When mining declined in the 1950s the fraternal organizations lost members and either dissolved or left the area. With no one to care for the cemetery, it suffered vandalism and the effects of neglect. Restoration started in the 1980s with a small but enthusiastic volunteer group who brought it back to life. It was listed on the National Historic Register in 1981. In 2016 the Park City Museum acquired the cemetery and has committed to continuing the preservation and careful stewardship of this lovely piece of history. Recently the cemetery received several preservation awards acknowledging its success.
Approximately 900 people are buried here covering nearly half the grounds. Paths meander through the large trees and along the clear mountain stream. Deer, moose, even mountain lion have used the wildlife openings in the iron fence as they come off the mountain to feed. In the summer, native wild flowers and many varieties of grasses are allowed to grow, bloom and reseed thus presenting the natural environment common to early cemeteries.
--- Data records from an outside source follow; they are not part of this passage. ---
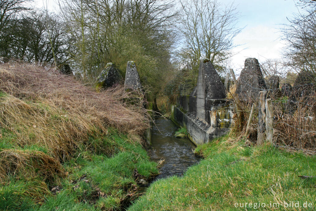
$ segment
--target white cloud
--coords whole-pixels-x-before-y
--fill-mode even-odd
[[[255,57],[259,62],[267,59],[281,58],[281,51],[284,46],[280,39],[281,35],[275,27],[263,25],[246,27],[234,41],[236,44],[244,44],[233,49],[234,53],[239,52],[232,58],[234,71],[239,74],[248,57]]]

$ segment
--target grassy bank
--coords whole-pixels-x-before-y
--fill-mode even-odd
[[[124,90],[28,64],[0,73],[0,210],[120,210],[158,173],[146,111]]]
[[[228,137],[196,150],[205,159],[183,177],[152,184],[129,210],[272,210],[273,203],[281,210],[316,208],[316,178],[298,176],[316,175],[315,156],[246,146]],[[299,208],[285,207],[284,201],[298,201]],[[301,208],[307,201],[312,207]]]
Each autumn as the trees are displaying their color, a much-anticipated event brings spirits decked out in their period clothing to stand next to their grave markers to tell us a little about their lives.
Check out the Glenwood Cemetery Overview:
Historic Glenwood Cemetery Location
401 Silver King Drive
Park City, Utah 84060
The cemetery is located at the end of Silver King Drive, near the intersection of Silver King Drive and Three Kings Drive.
Open for walk-in visitation daily from dawn to dusk.
Your respectful behavior is appreciated in this final resting place for Park City's former residents.